Universal vs. Varying Base Period in Event Studies
Introduction
One of the main ways that researchers use our did
package is to plot
event studies. These are quite useful in order to think about (i)
dynamic effects of participating in the treatment and (ii) to “pretest”
the parallel trends assumption.
You can find an extended discussion about event studies, limitations of event study regressions in a number of relevant cases, etc. here.
This post isn’t about criticizing event study regressions; instead, what I want to talk about is the choice of the “base period” in event studies.
Types of Base Periods
Event study regressions typically have a universal base period. This means that all differences are relative to a particular period, and, most commonly, it is set to be the period immediately before the treatment starts.
In the did
package, our default is to use a varying base period.
In pretreatment periods, the base period is the immediately preceding
period; e.g., if period 4 is pretreatment, then the base period for
this period will be period 3.
If there are violations of parallel trends in pretreatment periods, then the interpretation of reported “effects” in pretreatment periods in an event study differs depending on whether one uses a varying or universal base period. Here is the difference:

With a varying base period, the reported effects are pseudoATTs. They are what we would have estimated effect of participating in the treatment to be (on impact) if the treatment had occurred in that period (instead of when it actually occurred).

With a universal base period, event study estimates in pretreatment periods are not themselves treatment effect parameters, but they are useful for showing how outcomes are trending over time.
In the newest version (version 2.1) of did
, we have added a new
argument, base_period
, to att_gt
to give users the option to choose
either a varying
(the default) or universal
base period.
A couple of other things that are also worth mentioning:

In posttreatment periods, the base period is the period immediately before treatment both cases \(\implies\) the only place where this difference matters is in pretreatment periods.

In pretreatment periods, either case is just a linear combination of the other, so they essentially are just alternative ways of reporting the same information. That is, choosing between a varying or universal base period is more related to how to the “style” of presenting results and shouldn’t change conclusions about whether parallel trends is violated in pretreatment periods, etc.
Comments/Opinions
My sense is that providing results using a varying base period tends to work better when (i) the researcher is primarily concerned with treatment effect anticipation, and/or (ii) the number of pretreatment periods is relatively small. And that using a universal base period tends to work better when (i) the researcher thinks that there are longterm differences in trends across groups, and/or (ii) the number of pretreatment periods is relatively large.

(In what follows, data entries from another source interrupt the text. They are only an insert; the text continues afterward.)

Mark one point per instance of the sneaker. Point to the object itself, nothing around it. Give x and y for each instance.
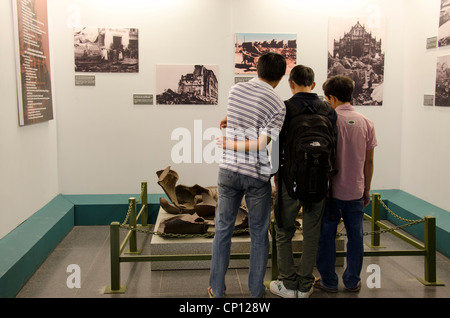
(277, 288)
(305, 294)
(355, 289)
(317, 284)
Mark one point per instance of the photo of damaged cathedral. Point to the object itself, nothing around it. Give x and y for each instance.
(198, 87)
(359, 55)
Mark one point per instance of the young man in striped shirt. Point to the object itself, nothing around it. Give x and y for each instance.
(255, 116)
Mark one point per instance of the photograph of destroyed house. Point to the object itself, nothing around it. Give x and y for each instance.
(442, 97)
(444, 24)
(356, 49)
(250, 46)
(106, 50)
(187, 84)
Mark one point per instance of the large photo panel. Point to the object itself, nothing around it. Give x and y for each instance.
(187, 84)
(250, 46)
(106, 50)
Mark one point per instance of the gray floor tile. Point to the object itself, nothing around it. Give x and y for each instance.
(88, 247)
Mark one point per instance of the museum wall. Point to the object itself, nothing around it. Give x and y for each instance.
(102, 143)
(425, 171)
(108, 145)
(28, 155)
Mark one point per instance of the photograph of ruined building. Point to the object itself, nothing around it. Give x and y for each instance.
(187, 84)
(355, 49)
(444, 24)
(250, 46)
(106, 50)
(442, 97)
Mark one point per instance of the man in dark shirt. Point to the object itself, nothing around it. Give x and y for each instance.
(298, 281)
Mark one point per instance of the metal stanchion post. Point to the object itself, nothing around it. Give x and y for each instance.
(430, 256)
(115, 261)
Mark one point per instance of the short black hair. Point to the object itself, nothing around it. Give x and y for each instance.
(302, 75)
(340, 87)
(271, 66)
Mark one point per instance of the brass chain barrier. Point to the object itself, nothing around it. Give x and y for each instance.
(124, 225)
(246, 230)
(400, 227)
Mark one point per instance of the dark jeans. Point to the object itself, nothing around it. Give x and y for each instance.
(298, 277)
(352, 213)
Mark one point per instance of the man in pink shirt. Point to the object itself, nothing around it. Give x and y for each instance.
(351, 186)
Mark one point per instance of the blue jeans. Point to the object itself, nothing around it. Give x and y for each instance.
(352, 214)
(231, 189)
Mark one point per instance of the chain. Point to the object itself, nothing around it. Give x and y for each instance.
(124, 225)
(400, 227)
(246, 230)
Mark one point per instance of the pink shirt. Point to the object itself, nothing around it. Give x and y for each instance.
(356, 135)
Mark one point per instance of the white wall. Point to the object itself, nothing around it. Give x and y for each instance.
(28, 155)
(101, 143)
(425, 169)
(108, 145)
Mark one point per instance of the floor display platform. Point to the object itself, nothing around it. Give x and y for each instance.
(160, 245)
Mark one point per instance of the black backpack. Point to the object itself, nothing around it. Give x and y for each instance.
(309, 152)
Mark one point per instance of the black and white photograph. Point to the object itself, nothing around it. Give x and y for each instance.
(187, 84)
(442, 93)
(356, 49)
(106, 50)
(250, 46)
(444, 24)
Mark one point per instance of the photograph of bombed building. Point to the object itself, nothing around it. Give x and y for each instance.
(106, 50)
(250, 46)
(444, 24)
(442, 94)
(357, 50)
(187, 84)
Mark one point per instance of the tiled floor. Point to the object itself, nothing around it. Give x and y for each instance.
(88, 247)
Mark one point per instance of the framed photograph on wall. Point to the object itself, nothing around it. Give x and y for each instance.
(444, 24)
(356, 49)
(106, 50)
(187, 84)
(442, 93)
(250, 46)
(34, 85)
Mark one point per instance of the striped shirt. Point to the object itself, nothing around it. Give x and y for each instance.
(253, 108)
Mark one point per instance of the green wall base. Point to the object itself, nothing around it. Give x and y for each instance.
(25, 248)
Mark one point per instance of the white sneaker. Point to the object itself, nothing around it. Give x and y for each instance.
(305, 294)
(277, 288)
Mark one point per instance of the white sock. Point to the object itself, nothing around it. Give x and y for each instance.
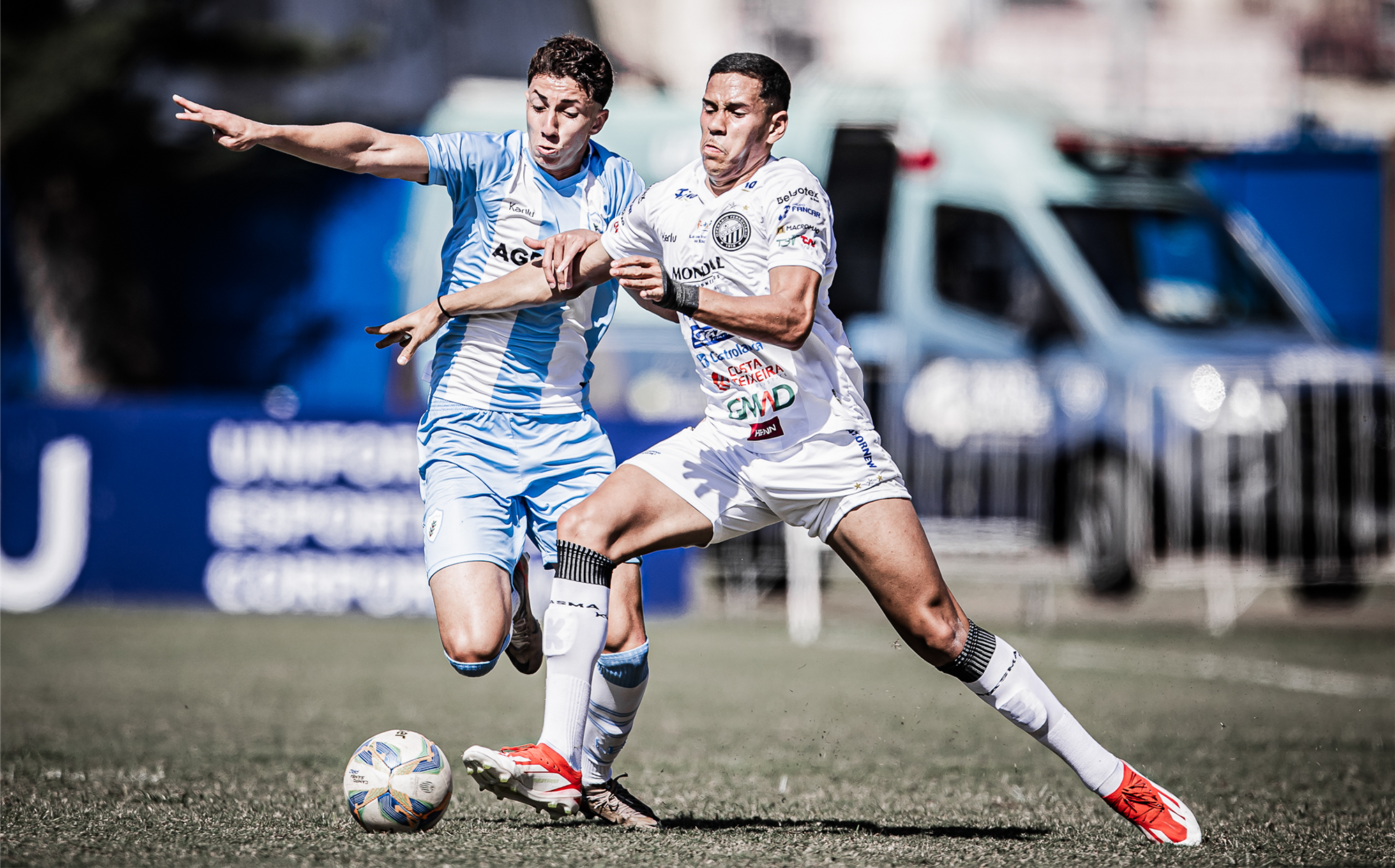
(574, 634)
(617, 690)
(1013, 688)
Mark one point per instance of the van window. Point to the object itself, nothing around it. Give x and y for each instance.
(860, 186)
(983, 264)
(1175, 268)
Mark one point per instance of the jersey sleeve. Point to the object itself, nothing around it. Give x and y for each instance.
(464, 162)
(631, 235)
(631, 188)
(803, 225)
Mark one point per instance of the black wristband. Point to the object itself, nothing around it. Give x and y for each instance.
(679, 296)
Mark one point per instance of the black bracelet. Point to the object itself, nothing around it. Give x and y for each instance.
(680, 296)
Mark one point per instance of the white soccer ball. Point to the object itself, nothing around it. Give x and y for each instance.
(398, 782)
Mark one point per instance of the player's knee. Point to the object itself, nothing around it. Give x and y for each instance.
(626, 630)
(585, 525)
(940, 630)
(464, 646)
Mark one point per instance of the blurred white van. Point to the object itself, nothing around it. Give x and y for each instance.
(1058, 330)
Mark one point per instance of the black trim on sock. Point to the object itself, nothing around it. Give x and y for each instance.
(973, 660)
(581, 564)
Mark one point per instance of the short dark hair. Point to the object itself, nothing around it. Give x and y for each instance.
(575, 58)
(775, 82)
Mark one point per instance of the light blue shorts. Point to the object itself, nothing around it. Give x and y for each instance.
(489, 478)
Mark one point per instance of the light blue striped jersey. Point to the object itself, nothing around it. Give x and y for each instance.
(536, 360)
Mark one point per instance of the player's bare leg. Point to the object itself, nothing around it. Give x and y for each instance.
(885, 546)
(475, 610)
(631, 512)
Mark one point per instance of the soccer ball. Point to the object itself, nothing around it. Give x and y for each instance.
(398, 782)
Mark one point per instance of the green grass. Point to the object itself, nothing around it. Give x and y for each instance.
(161, 737)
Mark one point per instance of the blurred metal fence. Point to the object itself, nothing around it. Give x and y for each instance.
(1285, 462)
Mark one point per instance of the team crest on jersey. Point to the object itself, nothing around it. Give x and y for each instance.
(732, 231)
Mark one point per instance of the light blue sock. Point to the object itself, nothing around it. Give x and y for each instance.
(617, 690)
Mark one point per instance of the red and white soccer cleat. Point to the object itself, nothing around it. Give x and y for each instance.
(1159, 814)
(532, 773)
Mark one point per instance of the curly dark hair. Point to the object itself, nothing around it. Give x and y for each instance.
(575, 58)
(775, 82)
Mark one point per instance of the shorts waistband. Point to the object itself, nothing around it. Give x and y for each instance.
(440, 406)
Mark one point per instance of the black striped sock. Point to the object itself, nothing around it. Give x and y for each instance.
(581, 564)
(973, 660)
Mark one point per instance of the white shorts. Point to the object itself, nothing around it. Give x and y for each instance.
(811, 485)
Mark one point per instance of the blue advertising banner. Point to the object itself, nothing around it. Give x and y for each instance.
(220, 504)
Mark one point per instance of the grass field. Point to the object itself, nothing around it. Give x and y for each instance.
(164, 737)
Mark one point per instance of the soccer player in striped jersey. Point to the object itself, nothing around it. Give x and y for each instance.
(739, 249)
(508, 440)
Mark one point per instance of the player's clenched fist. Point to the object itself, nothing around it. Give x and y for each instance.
(231, 130)
(641, 274)
(560, 253)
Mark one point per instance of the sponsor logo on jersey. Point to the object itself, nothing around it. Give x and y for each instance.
(748, 373)
(767, 430)
(727, 355)
(695, 273)
(520, 256)
(867, 450)
(732, 231)
(754, 405)
(801, 239)
(782, 200)
(707, 335)
(800, 210)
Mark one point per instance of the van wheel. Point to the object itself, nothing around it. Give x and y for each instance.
(1099, 533)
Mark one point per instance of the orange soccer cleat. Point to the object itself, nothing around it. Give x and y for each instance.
(1157, 812)
(532, 773)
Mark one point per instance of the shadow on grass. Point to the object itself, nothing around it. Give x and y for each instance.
(840, 826)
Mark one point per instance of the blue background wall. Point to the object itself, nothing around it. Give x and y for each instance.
(151, 480)
(1323, 208)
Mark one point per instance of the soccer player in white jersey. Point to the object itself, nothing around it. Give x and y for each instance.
(739, 249)
(508, 441)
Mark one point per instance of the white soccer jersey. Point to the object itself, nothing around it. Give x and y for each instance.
(767, 397)
(535, 360)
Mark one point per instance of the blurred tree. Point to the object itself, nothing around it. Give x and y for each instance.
(83, 158)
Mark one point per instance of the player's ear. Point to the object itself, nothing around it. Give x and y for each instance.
(776, 126)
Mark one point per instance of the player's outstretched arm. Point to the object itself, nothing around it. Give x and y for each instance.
(525, 287)
(349, 147)
(783, 319)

Finally, although using a universal based period is relatively more
common in applications, it seems to me that this is mainly because it is
easier to implement this when you are running an event study regression.
For researchers that are directly computing averages of paths of
outcomes at different lengths of exposure to the treatment (as we do in
the did
package), reporting the results in using either type of base
period is easy to do.
Some Examples
Example 1: No violations of parallel trends
Let’s start with the simplest case where there are no violations of parallel trends in pretreatment periods.

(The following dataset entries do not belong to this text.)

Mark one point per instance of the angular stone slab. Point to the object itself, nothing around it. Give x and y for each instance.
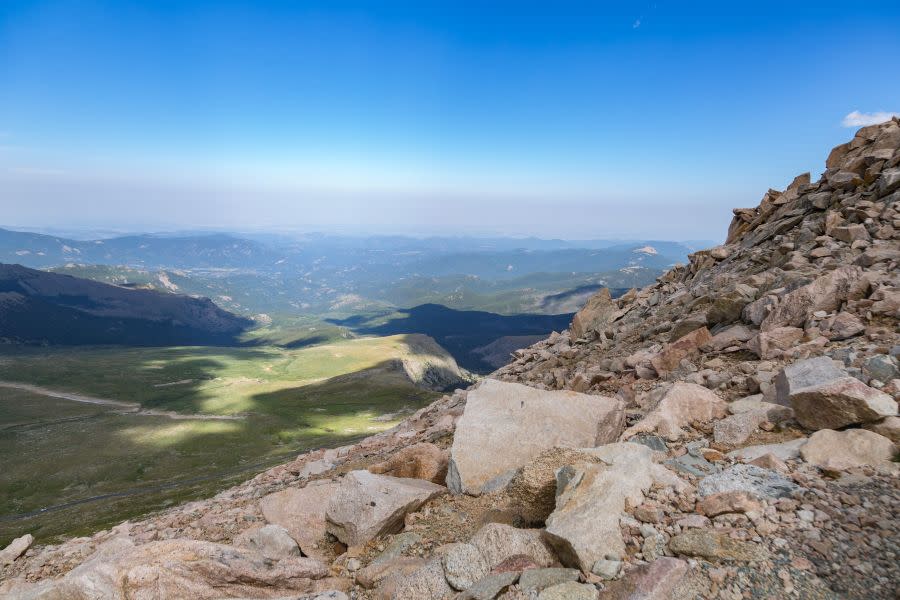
(505, 425)
(841, 450)
(301, 511)
(764, 483)
(366, 505)
(592, 498)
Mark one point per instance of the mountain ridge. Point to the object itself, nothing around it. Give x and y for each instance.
(49, 308)
(727, 431)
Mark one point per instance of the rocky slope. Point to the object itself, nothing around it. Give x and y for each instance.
(728, 432)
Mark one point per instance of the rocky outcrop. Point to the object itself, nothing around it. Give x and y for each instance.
(505, 425)
(680, 405)
(419, 461)
(726, 370)
(15, 549)
(595, 315)
(301, 512)
(591, 500)
(842, 450)
(180, 568)
(365, 505)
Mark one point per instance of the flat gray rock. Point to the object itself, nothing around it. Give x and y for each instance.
(748, 478)
(505, 425)
(366, 505)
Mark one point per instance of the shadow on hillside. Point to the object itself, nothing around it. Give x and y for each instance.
(128, 465)
(458, 331)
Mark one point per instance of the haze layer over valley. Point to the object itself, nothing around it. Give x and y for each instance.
(160, 367)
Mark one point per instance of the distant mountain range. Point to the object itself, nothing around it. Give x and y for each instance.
(342, 276)
(37, 307)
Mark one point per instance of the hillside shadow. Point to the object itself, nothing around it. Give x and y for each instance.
(460, 332)
(119, 466)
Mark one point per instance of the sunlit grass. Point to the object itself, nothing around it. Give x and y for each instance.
(54, 451)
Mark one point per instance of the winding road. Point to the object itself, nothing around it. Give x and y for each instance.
(127, 407)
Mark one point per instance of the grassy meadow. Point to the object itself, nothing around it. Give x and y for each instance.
(60, 455)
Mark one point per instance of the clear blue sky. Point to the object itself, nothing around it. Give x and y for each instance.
(556, 118)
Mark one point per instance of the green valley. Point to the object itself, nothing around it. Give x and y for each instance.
(79, 466)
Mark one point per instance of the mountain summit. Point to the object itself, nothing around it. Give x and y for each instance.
(729, 430)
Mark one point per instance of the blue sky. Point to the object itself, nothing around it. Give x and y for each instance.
(568, 119)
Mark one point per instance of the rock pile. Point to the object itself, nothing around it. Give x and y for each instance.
(728, 432)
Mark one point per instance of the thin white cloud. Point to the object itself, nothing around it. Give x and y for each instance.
(37, 171)
(858, 119)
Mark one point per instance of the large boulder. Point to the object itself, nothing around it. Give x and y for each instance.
(840, 402)
(889, 428)
(805, 373)
(419, 461)
(272, 541)
(714, 545)
(591, 501)
(681, 404)
(737, 428)
(841, 450)
(505, 425)
(367, 505)
(15, 549)
(424, 583)
(826, 293)
(657, 580)
(496, 542)
(596, 314)
(533, 488)
(763, 483)
(824, 396)
(301, 511)
(178, 568)
(670, 357)
(775, 342)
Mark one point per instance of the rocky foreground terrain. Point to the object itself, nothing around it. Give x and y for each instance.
(728, 432)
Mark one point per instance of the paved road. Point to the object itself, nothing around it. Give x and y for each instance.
(129, 407)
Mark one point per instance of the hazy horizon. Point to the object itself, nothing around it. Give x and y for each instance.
(577, 121)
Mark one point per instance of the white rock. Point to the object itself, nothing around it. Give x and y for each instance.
(505, 425)
(366, 505)
(592, 499)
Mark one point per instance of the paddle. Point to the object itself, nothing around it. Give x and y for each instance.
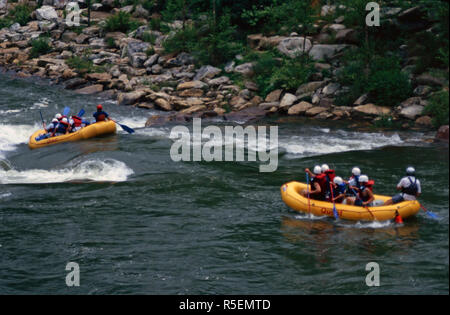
(66, 111)
(124, 127)
(336, 215)
(431, 214)
(81, 113)
(42, 118)
(307, 192)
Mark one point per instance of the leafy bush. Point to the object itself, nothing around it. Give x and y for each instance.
(121, 22)
(39, 47)
(438, 108)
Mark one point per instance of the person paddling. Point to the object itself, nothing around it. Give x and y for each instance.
(100, 115)
(62, 128)
(364, 197)
(409, 187)
(317, 182)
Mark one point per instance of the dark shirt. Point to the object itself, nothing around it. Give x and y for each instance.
(100, 116)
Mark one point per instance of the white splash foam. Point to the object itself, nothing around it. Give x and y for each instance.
(108, 170)
(13, 135)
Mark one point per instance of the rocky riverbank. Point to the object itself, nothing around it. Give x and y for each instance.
(136, 72)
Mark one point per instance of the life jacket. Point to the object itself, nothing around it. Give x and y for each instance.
(62, 127)
(77, 121)
(370, 184)
(361, 195)
(412, 189)
(100, 116)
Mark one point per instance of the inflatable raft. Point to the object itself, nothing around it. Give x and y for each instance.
(291, 195)
(91, 131)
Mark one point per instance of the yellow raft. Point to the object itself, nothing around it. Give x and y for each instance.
(93, 130)
(291, 195)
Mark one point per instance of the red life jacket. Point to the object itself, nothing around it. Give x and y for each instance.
(322, 181)
(77, 121)
(331, 175)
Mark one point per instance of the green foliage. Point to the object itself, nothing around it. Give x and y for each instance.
(121, 22)
(379, 76)
(39, 47)
(438, 108)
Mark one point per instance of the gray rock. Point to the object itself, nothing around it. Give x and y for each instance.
(412, 112)
(321, 52)
(207, 72)
(137, 60)
(287, 100)
(294, 46)
(246, 69)
(229, 67)
(331, 88)
(300, 108)
(47, 13)
(309, 87)
(151, 60)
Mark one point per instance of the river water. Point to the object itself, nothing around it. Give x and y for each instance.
(136, 222)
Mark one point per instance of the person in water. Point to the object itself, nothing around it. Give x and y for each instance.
(100, 115)
(317, 182)
(329, 175)
(364, 197)
(339, 190)
(62, 128)
(409, 187)
(353, 181)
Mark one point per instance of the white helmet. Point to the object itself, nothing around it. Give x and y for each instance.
(317, 170)
(356, 171)
(410, 170)
(338, 180)
(363, 179)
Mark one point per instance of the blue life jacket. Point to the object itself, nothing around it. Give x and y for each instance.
(412, 189)
(62, 127)
(100, 116)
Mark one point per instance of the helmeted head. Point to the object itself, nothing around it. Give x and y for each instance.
(317, 170)
(363, 179)
(356, 171)
(338, 180)
(410, 171)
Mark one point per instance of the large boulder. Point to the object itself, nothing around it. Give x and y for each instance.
(322, 52)
(299, 109)
(371, 110)
(130, 98)
(46, 13)
(442, 133)
(207, 72)
(294, 46)
(411, 112)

library(did) # need to load version 2.1 of package
Below is some code to generate data where parallel trends holds in all
periods, and the average effect of participating in the treatment is
equal to 1 (reset.sim
and build_sim_dataset
are functions in the
did
package for generating simulated data).
# create data with no pretrends
time.periods < 5
sp < reset.sim(time.periods=time.periods)
sp$te < 1
data < build_sim_dataset(sp)
data < subset(data, G==time.periods  G==0)
# varying base period
res1_varying < att_gt(yname="Y", xformla=~X, data=data, tname="period",
idname="id",
control_group="nevertreated",
gname="G", est_method="dr")
dynamic1_varying < aggte(res1_varying, type="dynamic")
p1_varying < ggdid(dynamic1_varying, ylim=c(2,2))
# universal base period
res1_universal < att_gt(yname="Y", xformla=~X, data=data, tname="period",
idname="id",
control_group="nevertreated",
gname="G", est_method="dr", base_period="universal"
)
dynamic1_universal < aggte(res1_universal, type="dynamic")

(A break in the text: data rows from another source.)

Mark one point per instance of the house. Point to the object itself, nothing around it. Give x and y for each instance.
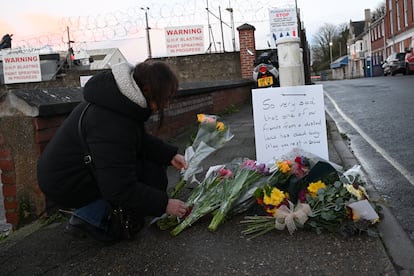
(378, 45)
(399, 26)
(358, 46)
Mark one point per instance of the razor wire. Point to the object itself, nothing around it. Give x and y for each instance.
(129, 23)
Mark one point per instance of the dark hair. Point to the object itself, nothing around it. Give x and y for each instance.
(158, 83)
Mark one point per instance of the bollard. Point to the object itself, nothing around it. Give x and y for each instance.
(5, 227)
(291, 72)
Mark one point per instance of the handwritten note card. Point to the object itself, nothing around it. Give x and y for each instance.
(287, 118)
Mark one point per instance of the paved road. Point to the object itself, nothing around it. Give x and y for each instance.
(376, 115)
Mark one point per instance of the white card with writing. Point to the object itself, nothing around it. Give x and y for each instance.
(289, 117)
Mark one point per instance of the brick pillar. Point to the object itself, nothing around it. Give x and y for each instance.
(247, 42)
(8, 178)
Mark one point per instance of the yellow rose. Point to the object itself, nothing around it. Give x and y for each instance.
(314, 187)
(220, 126)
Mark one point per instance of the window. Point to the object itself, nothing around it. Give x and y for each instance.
(405, 13)
(391, 17)
(398, 15)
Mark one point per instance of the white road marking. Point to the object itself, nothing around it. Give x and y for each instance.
(408, 175)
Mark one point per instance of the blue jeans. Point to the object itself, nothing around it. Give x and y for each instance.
(95, 213)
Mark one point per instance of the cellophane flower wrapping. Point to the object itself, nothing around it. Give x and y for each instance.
(319, 185)
(247, 175)
(204, 198)
(212, 134)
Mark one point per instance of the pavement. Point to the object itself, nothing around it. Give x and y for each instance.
(40, 249)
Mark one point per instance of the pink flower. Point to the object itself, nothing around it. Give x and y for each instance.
(225, 173)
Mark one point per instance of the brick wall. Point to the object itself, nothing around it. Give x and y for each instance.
(247, 42)
(8, 178)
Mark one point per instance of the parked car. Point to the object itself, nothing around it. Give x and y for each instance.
(409, 61)
(394, 64)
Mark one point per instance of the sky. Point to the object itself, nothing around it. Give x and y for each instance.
(99, 24)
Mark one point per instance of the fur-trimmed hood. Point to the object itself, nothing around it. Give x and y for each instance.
(117, 90)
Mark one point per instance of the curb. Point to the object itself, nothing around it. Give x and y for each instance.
(395, 240)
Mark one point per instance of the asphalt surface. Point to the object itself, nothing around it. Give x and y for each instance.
(45, 250)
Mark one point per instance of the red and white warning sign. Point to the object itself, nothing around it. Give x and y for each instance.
(185, 40)
(21, 67)
(283, 23)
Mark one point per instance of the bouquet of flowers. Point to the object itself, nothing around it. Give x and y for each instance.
(248, 174)
(212, 134)
(222, 190)
(203, 200)
(327, 202)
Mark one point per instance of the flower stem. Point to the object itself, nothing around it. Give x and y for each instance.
(177, 188)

p1_universal < ggdid(dynamic1_universal, ylim=c(2,2))
ggpubr::ggarrange(p1_varying, p1_universal, nrow=1)
The plot on the left uses a varying base period while the plot on the right uses a universal base period. The estimated treatment effects when \(e=0\) are numerically identical. The pretreatment estimates are not numerically identical (they are based on different paths of outcomes in pretreatment periods for the treated group relative to the untreated group), but (as expected) neither provides any evidence against parallel trends. Finally, notice that using a varying base period provides an estimate when \(e=0\), but does not provide an estimate when \(e=4\); using a universal base period provides an estimate when \(e=4\) but not when \(e=1\).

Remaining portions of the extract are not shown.